Большая часть курортников приподнялась на ковриках и рассматривала
нагую парочку. Две или три мамаши с детьми, уперев руки в
многоэтажные бока, сверлили их с негодованием. Переполох совсем
не коснулся «платиновых перьев», они, как сидели, потягивая
пиво, так и продолжали пить, курить, спорить о чем-то,
игнорируя нудистов. Один писатель-вагинист встал во весь рост,
выкатив огромное, голубовато-белое брюхо, и с масленой
улыбкой склонил пышную шевелюру к плечу, очевидно, запоминал
детали для будущего романа.

Деревенские мальчишки оставили свои игры, начали скакать вокруг
резвящейся парочки.
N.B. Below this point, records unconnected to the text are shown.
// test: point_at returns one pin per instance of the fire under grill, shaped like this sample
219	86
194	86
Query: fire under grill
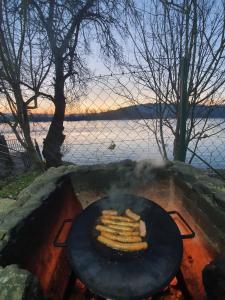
58	270
120	275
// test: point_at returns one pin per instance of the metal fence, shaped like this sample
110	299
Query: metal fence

Влюбленные сразу остыли, подбежали к
зеленому покрывалу, разостланному на песке, легли на него. Было
видно, как Сева что-то втолковывал усевшимся вокруг пацанам, те
внимательно слушали, расспрашивали. Двое расположились в
ногах и старались заглянуть под полотенце, которым девушка
прикрыла зад.

Наконец Сева с невестой встали и направились к реке, пацаны не
отставали от них ни на шаг. Нареченные бросились с разбегу в
воду, сорванцы – за ними. Там маленькие негодяи неожиданно стали
нырять и щипать девушку под водой. Она сначала пыталась
отбиться сама, но когда те одновременно напали со всех сторон,
невеста отчаянно завизжала. Сева бросился ей на выручку. Он
расталкивал хулиганов, брызгал на них водой, рычал, кружась,
как зверь, пока девушка не выбралась на берег. На суше
мальчишки приблизиться к ним не решились. Парочка вернулась к
своим вещам, пацаны следовали за ней на почтительном
расстоянии и расселись поодаль. Однако увидели, что Сева с невестой
одеваются, сорвались и с криками побежали, выделывая своими
худыми, загорелыми до черноты телами немыслимые кульбиты.
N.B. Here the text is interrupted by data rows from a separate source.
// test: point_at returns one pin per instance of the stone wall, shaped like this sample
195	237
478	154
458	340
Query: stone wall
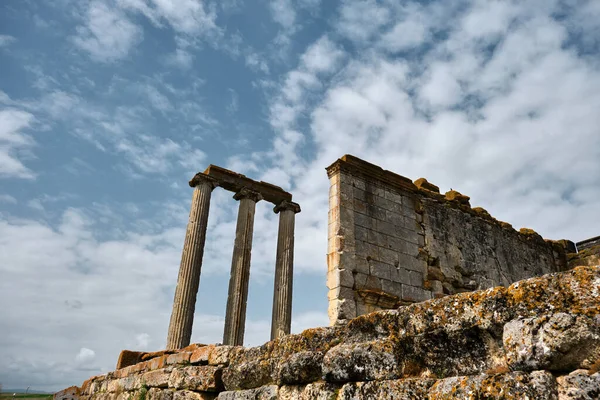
591	242
537	339
394	242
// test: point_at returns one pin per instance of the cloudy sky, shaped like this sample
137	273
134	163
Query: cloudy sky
108	108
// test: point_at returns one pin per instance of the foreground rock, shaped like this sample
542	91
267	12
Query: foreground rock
537	339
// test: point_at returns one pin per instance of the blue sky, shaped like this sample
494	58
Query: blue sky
108	108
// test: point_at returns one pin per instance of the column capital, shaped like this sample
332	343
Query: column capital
246	193
287	205
201	178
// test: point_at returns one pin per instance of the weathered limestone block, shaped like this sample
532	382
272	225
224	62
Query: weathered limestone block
199	378
302	367
487	309
249	374
576	291
513	385
130	383
201	355
312	391
70	393
128	357
189	395
159	394
578	385
158	378
314	339
179	358
401	389
557	342
379	325
361	361
262	393
443	354
220	355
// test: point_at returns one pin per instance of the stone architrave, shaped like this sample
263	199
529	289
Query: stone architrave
235	315
284	270
184	304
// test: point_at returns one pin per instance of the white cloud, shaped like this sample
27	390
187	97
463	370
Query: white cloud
191	17
322	56
13	122
142	341
181	58
6	40
283	12
6	198
360	20
107	34
85	355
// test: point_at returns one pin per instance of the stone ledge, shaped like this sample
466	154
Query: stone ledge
499	336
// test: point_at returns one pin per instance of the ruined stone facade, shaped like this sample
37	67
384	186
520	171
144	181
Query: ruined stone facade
422	305
392	241
536	339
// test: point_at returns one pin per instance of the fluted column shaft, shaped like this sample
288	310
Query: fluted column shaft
184	304
235	315
281	321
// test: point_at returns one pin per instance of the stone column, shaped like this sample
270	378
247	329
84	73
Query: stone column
184	304
235	315
284	270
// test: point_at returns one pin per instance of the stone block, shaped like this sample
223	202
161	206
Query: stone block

Зоя достала пластиковую бутылку и, набрав воды в ладонь, стала
растирать руки и ноги, а так же грудь, залезая рукой под
купальник. Протянула бутылку Андрею, но тот отказался, сказал, что
пойдет искупается. После зрелища нудистов он сразу как-то
остыл и не опасался уже встать во весь рост.
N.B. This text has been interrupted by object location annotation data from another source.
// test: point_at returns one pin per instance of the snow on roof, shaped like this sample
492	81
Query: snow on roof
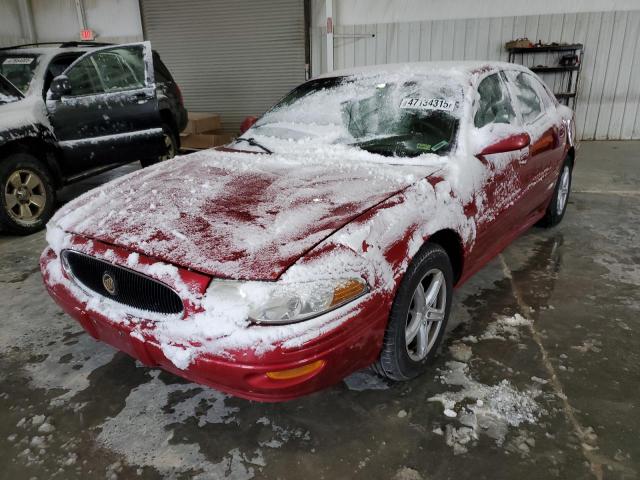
454	68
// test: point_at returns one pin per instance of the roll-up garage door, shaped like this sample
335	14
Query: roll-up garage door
232	57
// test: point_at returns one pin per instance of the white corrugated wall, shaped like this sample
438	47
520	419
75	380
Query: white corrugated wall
609	92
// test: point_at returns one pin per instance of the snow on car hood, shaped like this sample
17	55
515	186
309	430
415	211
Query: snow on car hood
235	215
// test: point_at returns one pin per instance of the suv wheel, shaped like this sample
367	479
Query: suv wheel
27	196
171	144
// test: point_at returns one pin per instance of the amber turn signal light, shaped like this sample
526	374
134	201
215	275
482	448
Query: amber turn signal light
296	372
348	291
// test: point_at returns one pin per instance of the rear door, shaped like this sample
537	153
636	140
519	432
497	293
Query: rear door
538	173
111	114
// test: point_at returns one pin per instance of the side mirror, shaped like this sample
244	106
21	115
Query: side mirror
60	86
507	144
247	123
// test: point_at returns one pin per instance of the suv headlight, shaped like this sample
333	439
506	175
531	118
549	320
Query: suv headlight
275	303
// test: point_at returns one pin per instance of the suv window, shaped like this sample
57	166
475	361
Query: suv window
528	99
18	69
84	78
109	70
7	92
495	103
121	68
– Не боишься подцепить что-нибудь? – посмотрела она на него снизу
вверх. – Купание запретили.

– Зараза к заразе не пристает, – сказал Андрей и почувствовал, что
опять сморозил что-то не то.

«Ну и ладно…» – подумал он и с разбега нырнул в теплую воду.
Неприятный озноб охватил его подгоревшую кожу. «Надо будет в тень
перейти», – решил Андрей. Течение снесло его к другой
оконечности пляжа. Возвращаться пришлось мимо «перьев». Сева с
невестой уже поднимались по береговому уступу.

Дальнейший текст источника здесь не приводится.